There is concern among Lucerne Valley residents that the upgrade to the Lugo-Pisgah transition line will trigger a rash of applications for solar farms in the area.
Bill Lembright, a Lucerne Valley resident and president of Church of Our Lord and Savior in Lucerne Valley, said, “I object to this industrial renewable energy project proposed in one of Lucerne Valley’s rural neighborhood. This site is zoned for rural residential and is built up with neighborhood housing according to that zoning. The residents have sunk their life savings into these homes. Now wealthy outside investors are trying to make a fast buck off this tax-subsidized project while stealing the equity of these poor to moderate income landowners.”
Calling the project “immoral and despicable,” Lembright said, “The county should stop this project in its tracks. Not only will it rob these county residents of their equity, it will also dramatically lower the quality of life of these and other Lucerne Valley residents, myself, and members of our church, included. This project will also become a huge source of blowing sand and disrupt our native plants and wildlife.
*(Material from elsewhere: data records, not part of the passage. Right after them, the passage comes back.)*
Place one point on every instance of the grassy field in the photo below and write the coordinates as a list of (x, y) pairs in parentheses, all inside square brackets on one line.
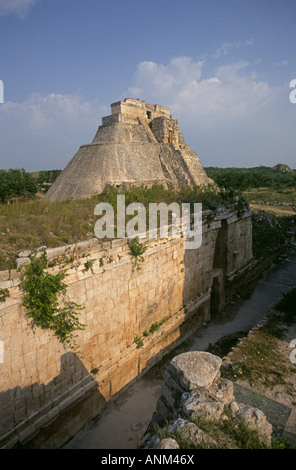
[(29, 224)]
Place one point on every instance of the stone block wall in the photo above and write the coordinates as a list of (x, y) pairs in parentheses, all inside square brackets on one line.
[(41, 382)]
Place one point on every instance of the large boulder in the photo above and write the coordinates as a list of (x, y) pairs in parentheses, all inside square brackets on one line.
[(195, 369)]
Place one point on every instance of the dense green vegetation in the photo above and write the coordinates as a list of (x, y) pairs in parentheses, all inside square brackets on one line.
[(29, 224), (20, 183), (43, 295), (256, 177), (16, 183)]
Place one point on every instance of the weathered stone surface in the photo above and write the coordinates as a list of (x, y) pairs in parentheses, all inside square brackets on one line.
[(168, 443), (256, 420), (139, 143), (201, 404), (195, 369), (223, 390), (192, 433)]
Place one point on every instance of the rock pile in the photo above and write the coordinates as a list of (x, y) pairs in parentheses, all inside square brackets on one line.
[(193, 389)]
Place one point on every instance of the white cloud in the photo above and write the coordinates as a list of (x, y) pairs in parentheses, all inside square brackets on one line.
[(228, 46), (16, 7), (232, 90), (40, 112), (228, 114), (45, 131)]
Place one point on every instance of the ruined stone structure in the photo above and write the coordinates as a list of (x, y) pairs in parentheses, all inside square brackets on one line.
[(47, 393), (139, 143), (193, 389)]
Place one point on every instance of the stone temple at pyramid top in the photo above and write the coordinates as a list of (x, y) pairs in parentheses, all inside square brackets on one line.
[(138, 144)]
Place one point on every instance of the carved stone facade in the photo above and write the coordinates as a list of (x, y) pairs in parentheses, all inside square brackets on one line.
[(139, 143)]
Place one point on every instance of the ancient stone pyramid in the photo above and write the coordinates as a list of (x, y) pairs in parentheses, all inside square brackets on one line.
[(139, 143)]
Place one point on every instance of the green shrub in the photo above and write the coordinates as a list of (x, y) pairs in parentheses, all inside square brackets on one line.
[(46, 302)]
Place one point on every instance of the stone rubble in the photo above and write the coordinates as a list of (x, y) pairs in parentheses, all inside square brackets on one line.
[(193, 388)]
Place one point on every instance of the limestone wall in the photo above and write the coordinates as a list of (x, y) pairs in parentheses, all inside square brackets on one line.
[(47, 392)]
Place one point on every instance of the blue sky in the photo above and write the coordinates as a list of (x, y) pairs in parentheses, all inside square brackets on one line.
[(222, 66)]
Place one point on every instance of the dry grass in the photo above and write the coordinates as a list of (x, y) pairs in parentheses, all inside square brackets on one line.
[(29, 224)]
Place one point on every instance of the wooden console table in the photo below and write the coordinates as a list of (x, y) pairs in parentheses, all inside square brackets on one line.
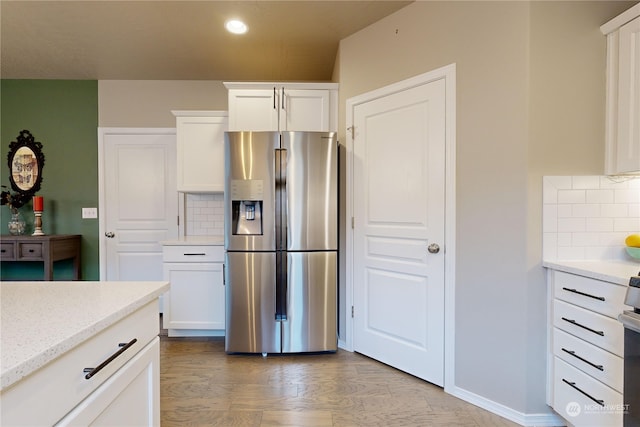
[(47, 249)]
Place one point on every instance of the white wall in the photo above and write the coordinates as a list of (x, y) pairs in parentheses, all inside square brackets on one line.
[(530, 103), (148, 103), (530, 97)]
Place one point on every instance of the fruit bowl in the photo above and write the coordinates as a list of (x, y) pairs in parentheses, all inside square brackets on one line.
[(633, 252)]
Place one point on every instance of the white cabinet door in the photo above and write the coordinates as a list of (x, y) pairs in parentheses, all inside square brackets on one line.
[(283, 106), (200, 150), (130, 397), (253, 109), (304, 110), (196, 300), (628, 147)]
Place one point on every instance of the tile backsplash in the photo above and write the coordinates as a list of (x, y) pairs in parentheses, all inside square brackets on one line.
[(204, 214), (588, 217)]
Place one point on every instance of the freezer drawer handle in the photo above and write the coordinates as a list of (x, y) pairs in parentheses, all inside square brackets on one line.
[(573, 353), (573, 322), (573, 385), (575, 291), (92, 371)]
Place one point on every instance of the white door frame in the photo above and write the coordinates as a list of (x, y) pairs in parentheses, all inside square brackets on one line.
[(102, 131), (448, 73)]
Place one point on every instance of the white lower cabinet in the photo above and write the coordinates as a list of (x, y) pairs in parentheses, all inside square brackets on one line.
[(195, 303), (124, 389), (586, 362)]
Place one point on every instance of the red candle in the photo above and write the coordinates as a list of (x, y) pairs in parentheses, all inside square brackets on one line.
[(38, 203)]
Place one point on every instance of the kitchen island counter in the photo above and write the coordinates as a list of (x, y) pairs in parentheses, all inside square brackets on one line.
[(41, 321), (611, 271)]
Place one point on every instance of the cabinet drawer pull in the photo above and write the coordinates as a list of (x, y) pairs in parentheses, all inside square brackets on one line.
[(575, 291), (124, 346), (573, 322), (573, 385), (573, 353)]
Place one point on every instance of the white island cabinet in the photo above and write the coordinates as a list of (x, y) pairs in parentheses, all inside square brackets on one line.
[(622, 155), (80, 353)]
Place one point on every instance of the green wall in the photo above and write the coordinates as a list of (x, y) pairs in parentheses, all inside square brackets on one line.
[(63, 116)]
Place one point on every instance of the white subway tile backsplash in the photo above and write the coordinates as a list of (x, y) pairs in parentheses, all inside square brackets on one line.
[(588, 217), (571, 196), (585, 182), (612, 210), (601, 225), (568, 225), (599, 196), (205, 214)]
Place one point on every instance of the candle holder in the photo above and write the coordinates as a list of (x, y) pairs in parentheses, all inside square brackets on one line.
[(38, 224)]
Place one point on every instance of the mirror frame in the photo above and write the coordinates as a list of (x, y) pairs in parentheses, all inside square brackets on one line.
[(25, 139)]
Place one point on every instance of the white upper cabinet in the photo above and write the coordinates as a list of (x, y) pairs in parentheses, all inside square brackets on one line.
[(283, 106), (200, 150), (622, 154)]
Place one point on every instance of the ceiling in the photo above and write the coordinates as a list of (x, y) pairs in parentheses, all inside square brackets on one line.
[(178, 40)]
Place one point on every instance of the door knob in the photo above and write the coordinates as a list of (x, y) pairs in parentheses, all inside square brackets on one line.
[(433, 248)]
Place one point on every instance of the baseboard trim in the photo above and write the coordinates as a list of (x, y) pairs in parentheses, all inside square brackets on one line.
[(530, 420)]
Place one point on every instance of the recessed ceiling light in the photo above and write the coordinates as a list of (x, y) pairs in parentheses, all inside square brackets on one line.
[(236, 27)]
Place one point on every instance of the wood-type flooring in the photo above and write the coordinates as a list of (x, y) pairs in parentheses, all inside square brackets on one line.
[(200, 385)]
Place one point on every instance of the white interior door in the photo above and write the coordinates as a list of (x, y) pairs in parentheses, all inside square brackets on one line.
[(138, 201), (399, 228)]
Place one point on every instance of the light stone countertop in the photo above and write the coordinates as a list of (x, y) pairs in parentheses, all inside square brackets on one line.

Water is scarce in the desert and should not be wasted on huge construction projects like this. Lucerne Valley has already insisted that the county, state, and federal government accept Tamarisk Flats as our one and only appropriate industrial renewable energy site, which will provide for our local communities’ electrical needs and allow the power we will no longer need from the state grid be used elsewhere where it is needed. Our own community microgrid will improve the quality of life in Lucerne Valley, increase property values, reduce the energy costs to our severely economically challenged residents, while freeing up what was previously our share of power off the state grid to be used where it is needed.”
Bryan Garner, a spokesman for NextEra, told the Sentinel the project would “deliver millions of property and sales tax dollars to San Bernardino County over its life and provide hundreds of construction jobs. This is a clean energy facility that will help California meet its renewable energy goals.”
Consisting of “photovoltaic panels that will track with the sun,” Garner said, “this will tie in with the energy grid and be built on previously disturbed farm land that will be repurposed for solar energy generation. This will use only a fraction of the water needed for agricultural purposes. We appreciate that people have questions but there will be a rigorous approval process and we look forward to resolving any problems with respect to any problems the project might represent and showing the benefits this project will provide.”